Yes, I do, intensely. And I also regret very much they died um fairly young, and so I never really got to know them in a way, and I have a theory that you never are on a level with the previous generation until you've got children of your own. They died just at the point when I married, and I I just regret that so much.
Presenter asks
18:20You moved to Malaya as it as it then was. Tell me about early married life.
That was wonderful. We lived in the jungle, um, fifty miles outside Kuala Lumpur, but in the real jungle it was so beautiful. We had a tiny house on the edge of a hillside with a river at the bottom of the garden where we did our washing and also swam. And then the sounds of the hornbills, the argus pheasants, the bulbuls, the crazy noises of the insects, and mist just drifting up, because it's very, very humid. And it was absolutely blissful at that time.
Presenter asks
23:25And Tesco said that they planned to build this sort of out-of-town superstore, really, on the edge of the nearest town, Saxe Mundon. And why did that get your goat?
Well, again, I've been very much aware ever since I'd come to Suffolk that there were huge numbers of of small shops still, and all the market towns still had their bakers, their fishmongers, their butchers, grocers. These all stocked a lot of local food. And I thought, well, if this big supermarket is going to come in, it will undoubtedly result in many of these little shops closing down. And what will the effect this be on the on the local food producers. And so I then went and interviewed every shop selling food I could find. And I then did a database to see where they were getting their food from. And to my amazement, they were sourcing their food from nearly 300 local and regional food producers.
“I've never planned my life, but life seems to lead me where I need to go. I've had a very happy life. I've had a wonderful family, and I've lived all my life off and on in the countryside.”

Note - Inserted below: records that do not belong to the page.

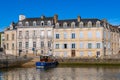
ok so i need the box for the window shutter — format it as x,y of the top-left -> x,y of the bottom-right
54,34 -> 56,39
86,43 -> 88,49
62,44 -> 64,49
75,43 -> 76,48
100,42 -> 102,49
92,43 -> 94,48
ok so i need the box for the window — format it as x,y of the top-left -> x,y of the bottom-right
64,32 -> 67,39
40,31 -> 44,38
33,30 -> 35,36
56,34 -> 59,39
64,52 -> 67,57
26,31 -> 29,36
63,22 -> 67,28
19,31 -> 22,36
80,32 -> 83,38
88,51 -> 92,56
7,34 -> 9,40
56,44 -> 59,49
48,41 -> 51,47
56,23 -> 59,28
80,52 -> 84,56
7,43 -> 9,50
96,21 -> 100,27
55,52 -> 60,56
33,42 -> 36,48
96,43 -> 100,49
41,21 -> 44,26
108,42 -> 110,49
47,21 -> 51,26
71,22 -> 75,28
25,21 -> 29,26
47,30 -> 51,38
19,22 -> 22,26
64,44 -> 67,49
33,21 -> 36,26
72,43 -> 75,48
72,33 -> 75,39
88,21 -> 92,28
88,43 -> 92,49
41,41 -> 44,48
12,34 -> 14,40
80,42 -> 84,48
96,31 -> 100,38
12,43 -> 14,50
88,31 -> 92,38
25,42 -> 29,49
19,42 -> 22,49
79,22 -> 83,28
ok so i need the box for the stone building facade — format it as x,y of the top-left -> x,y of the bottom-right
2,14 -> 120,58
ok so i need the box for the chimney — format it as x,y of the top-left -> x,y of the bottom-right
41,15 -> 45,19
10,22 -> 15,30
54,14 -> 58,24
102,19 -> 107,23
77,15 -> 81,22
19,15 -> 26,21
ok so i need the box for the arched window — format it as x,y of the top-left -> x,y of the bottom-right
41,21 -> 44,26
63,22 -> 67,28
71,22 -> 75,28
19,22 -> 23,26
47,21 -> 51,26
88,21 -> 92,28
79,22 -> 83,28
25,21 -> 29,26
33,21 -> 36,26
96,21 -> 100,27
56,23 -> 59,28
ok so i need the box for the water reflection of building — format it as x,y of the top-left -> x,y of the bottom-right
3,68 -> 41,80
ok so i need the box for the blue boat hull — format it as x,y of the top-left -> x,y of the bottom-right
36,61 -> 58,69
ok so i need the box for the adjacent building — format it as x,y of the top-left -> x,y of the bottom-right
2,14 -> 120,58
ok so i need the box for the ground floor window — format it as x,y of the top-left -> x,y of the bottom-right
80,52 -> 84,56
88,51 -> 92,56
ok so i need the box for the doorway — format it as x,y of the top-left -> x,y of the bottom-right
71,50 -> 75,57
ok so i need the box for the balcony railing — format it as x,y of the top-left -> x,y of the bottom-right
18,36 -> 23,39
32,36 -> 37,39
40,36 -> 45,39
25,36 -> 29,39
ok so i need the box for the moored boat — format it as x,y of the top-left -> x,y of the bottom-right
36,55 -> 58,69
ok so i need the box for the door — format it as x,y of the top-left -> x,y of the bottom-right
71,50 -> 75,57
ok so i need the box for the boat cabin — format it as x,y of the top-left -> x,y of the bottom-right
40,55 -> 55,62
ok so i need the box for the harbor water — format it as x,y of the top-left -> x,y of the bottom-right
0,66 -> 120,80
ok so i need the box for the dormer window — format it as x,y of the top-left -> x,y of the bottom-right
56,23 -> 59,28
63,22 -> 67,28
41,21 -> 44,26
33,21 -> 36,26
19,22 -> 23,26
25,21 -> 29,26
96,21 -> 100,27
47,21 -> 51,26
88,21 -> 92,28
79,22 -> 83,28
71,22 -> 75,28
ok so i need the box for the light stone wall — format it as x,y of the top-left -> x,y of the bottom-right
53,27 -> 104,58
4,30 -> 17,55
17,26 -> 53,56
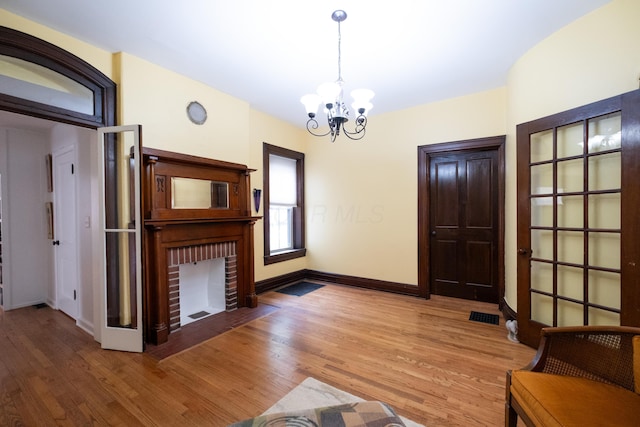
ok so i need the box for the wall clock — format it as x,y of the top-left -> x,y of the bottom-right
186,101 -> 207,125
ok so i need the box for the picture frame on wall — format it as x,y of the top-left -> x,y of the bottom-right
46,202 -> 54,239
46,154 -> 53,192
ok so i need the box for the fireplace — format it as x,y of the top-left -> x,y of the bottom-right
141,148 -> 259,346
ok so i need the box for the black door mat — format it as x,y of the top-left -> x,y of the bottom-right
469,311 -> 500,325
276,282 -> 324,296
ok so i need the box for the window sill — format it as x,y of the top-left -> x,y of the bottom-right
264,248 -> 306,265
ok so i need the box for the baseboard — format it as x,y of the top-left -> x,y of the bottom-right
501,296 -> 517,321
256,269 -> 420,297
255,270 -> 307,294
76,317 -> 94,336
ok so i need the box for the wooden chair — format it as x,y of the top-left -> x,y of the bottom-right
505,325 -> 640,426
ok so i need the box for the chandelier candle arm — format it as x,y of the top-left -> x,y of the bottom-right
300,9 -> 374,142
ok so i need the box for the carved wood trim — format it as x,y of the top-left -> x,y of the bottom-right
141,149 -> 259,345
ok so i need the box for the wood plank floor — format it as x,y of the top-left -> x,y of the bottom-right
0,284 -> 535,426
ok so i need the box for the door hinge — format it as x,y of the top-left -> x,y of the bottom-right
73,290 -> 76,300
71,163 -> 75,174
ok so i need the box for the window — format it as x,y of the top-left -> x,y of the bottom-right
263,143 -> 305,264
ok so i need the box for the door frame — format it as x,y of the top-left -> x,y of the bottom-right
0,27 -> 116,341
418,136 -> 505,304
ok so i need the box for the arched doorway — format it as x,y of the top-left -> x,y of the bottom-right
0,26 -> 115,128
0,26 -> 117,335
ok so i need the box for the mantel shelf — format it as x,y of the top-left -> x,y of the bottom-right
144,216 -> 262,227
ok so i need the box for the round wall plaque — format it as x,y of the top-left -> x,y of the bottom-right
186,101 -> 207,125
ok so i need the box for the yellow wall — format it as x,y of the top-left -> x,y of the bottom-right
504,0 -> 640,311
116,52 -> 251,165
304,88 -> 507,284
0,10 -> 112,80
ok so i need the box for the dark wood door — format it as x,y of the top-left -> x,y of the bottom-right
516,89 -> 640,348
429,150 -> 499,303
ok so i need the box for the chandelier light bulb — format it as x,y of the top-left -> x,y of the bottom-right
351,88 -> 375,103
352,101 -> 373,116
351,89 -> 375,114
300,94 -> 322,116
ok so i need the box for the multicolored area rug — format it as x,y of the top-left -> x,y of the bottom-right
262,377 -> 424,427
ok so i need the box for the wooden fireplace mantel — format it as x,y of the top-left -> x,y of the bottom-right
141,148 -> 260,345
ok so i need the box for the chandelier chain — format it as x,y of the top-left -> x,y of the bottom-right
337,20 -> 342,82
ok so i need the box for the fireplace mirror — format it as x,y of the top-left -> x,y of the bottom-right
171,177 -> 229,209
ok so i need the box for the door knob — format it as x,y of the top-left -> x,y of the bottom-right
431,231 -> 436,236
52,240 -> 60,246
518,248 -> 529,255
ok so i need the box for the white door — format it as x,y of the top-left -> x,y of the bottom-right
53,146 -> 78,319
98,125 -> 143,352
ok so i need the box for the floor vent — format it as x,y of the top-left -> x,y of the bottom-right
469,311 -> 499,325
188,310 -> 210,320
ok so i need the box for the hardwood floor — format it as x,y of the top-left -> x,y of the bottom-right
0,284 -> 535,426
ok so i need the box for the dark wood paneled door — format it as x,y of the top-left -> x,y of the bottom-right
429,149 -> 500,302
418,137 -> 505,303
516,89 -> 640,348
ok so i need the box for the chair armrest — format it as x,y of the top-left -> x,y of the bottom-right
517,325 -> 640,392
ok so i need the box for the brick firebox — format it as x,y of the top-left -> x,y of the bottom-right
167,242 -> 238,332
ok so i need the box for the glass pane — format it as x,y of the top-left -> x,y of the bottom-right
557,195 -> 583,228
104,232 -> 137,328
530,130 -> 554,163
105,132 -> 135,230
557,158 -> 583,193
557,230 -> 583,265
588,308 -> 619,326
531,261 -> 553,293
0,54 -> 94,115
588,232 -> 620,269
587,112 -> 621,153
531,293 -> 553,326
531,198 -> 553,227
558,299 -> 583,326
531,229 -> 553,260
588,152 -> 621,191
531,163 -> 553,195
557,122 -> 584,158
588,193 -> 620,229
588,270 -> 620,310
557,265 -> 583,300
269,206 -> 293,252
104,130 -> 137,329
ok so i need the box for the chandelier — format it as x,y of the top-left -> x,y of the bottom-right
300,10 -> 375,142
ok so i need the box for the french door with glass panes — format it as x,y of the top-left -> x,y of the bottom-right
516,89 -> 640,348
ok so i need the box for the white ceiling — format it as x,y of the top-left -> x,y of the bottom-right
1,0 -> 611,128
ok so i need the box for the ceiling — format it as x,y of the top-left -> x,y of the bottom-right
1,0 -> 611,129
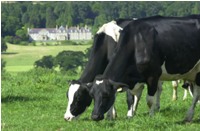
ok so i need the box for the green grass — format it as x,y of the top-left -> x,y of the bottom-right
1,43 -> 200,130
1,70 -> 200,131
1,43 -> 91,72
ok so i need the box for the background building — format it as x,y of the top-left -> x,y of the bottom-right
28,25 -> 92,41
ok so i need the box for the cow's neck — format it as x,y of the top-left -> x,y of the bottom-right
80,42 -> 109,83
104,43 -> 133,81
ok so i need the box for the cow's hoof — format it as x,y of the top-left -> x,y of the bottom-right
183,119 -> 192,124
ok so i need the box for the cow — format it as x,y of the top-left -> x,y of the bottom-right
87,15 -> 200,122
172,80 -> 194,101
64,19 -> 133,121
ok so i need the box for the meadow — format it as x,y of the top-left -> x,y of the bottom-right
2,43 -> 90,72
1,43 -> 200,131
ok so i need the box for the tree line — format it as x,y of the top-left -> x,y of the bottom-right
2,1 -> 200,38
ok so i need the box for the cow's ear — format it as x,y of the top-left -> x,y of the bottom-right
82,82 -> 93,92
68,80 -> 81,85
108,79 -> 129,92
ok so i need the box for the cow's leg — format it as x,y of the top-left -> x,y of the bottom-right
146,77 -> 160,116
106,105 -> 117,120
172,81 -> 178,101
126,85 -> 144,118
182,80 -> 190,100
126,90 -> 134,118
183,89 -> 188,100
188,83 -> 194,97
155,81 -> 163,111
184,83 -> 200,122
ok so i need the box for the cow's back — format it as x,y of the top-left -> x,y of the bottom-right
127,16 -> 200,73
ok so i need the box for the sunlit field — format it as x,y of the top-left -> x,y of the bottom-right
2,43 -> 90,72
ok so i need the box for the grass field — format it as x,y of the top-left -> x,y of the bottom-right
1,70 -> 200,131
1,43 -> 200,131
1,43 -> 91,72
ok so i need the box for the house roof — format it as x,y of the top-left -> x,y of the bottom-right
28,26 -> 91,34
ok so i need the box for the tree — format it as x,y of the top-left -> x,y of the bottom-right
2,1 -> 200,40
54,51 -> 86,72
46,7 -> 57,28
34,55 -> 54,69
1,38 -> 7,52
192,2 -> 200,14
1,59 -> 6,72
27,4 -> 43,28
15,28 -> 28,41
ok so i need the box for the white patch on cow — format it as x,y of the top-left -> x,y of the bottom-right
64,84 -> 80,121
172,81 -> 178,100
127,105 -> 133,117
183,89 -> 188,100
96,20 -> 123,42
133,18 -> 138,20
107,105 -> 117,119
96,80 -> 103,85
160,60 -> 200,81
133,95 -> 138,112
117,88 -> 123,92
172,81 -> 178,87
127,83 -> 144,118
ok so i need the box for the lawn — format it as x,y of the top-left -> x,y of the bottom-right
1,69 -> 200,131
1,43 -> 91,72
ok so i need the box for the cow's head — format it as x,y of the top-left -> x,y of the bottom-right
88,76 -> 129,121
64,80 -> 92,121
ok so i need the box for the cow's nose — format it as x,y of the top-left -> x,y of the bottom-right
64,116 -> 72,121
64,114 -> 74,121
91,115 -> 104,121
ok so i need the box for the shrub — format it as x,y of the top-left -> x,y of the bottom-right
19,41 -> 28,45
1,59 -> 6,72
12,36 -> 21,44
4,36 -> 13,44
1,38 -> 7,52
34,55 -> 54,69
54,50 -> 86,72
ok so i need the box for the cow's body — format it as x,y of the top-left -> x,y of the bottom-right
89,15 -> 200,122
64,19 -> 133,121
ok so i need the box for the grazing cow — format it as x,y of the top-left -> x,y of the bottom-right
172,80 -> 194,101
88,15 -> 200,122
172,80 -> 181,100
64,19 -> 133,121
182,80 -> 200,103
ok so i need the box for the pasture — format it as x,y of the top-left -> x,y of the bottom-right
2,43 -> 90,72
1,43 -> 200,131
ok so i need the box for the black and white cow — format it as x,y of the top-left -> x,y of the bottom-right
88,15 -> 200,122
64,19 -> 133,121
172,80 -> 194,101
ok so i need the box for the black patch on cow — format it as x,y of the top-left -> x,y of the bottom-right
70,80 -> 81,85
70,87 -> 92,116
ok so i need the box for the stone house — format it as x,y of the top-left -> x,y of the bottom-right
28,25 -> 92,41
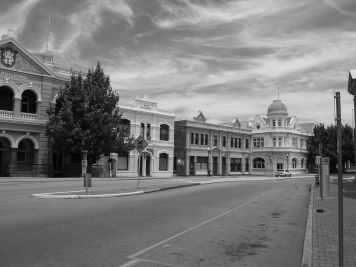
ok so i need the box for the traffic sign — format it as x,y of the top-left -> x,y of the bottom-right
133,135 -> 148,153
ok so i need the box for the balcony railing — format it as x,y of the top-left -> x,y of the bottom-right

“I think the old tradition of the upper classes sending their children away at eight to boarding school was terrible. Luckily we that didn't happen to us.”
“I discovered something which is so obvious but nobody'd ever pinpointed before, which is virtually all food businesses start small, and you cannot start a small food business unless you've got small outlets.”
“I think nobody had pinpointed before that this importance of small shops as a seed bed, really, as a seedbed for new food producers. But it also led me on to realise how tremendously important these small shops are s socially, as the heart of the community.”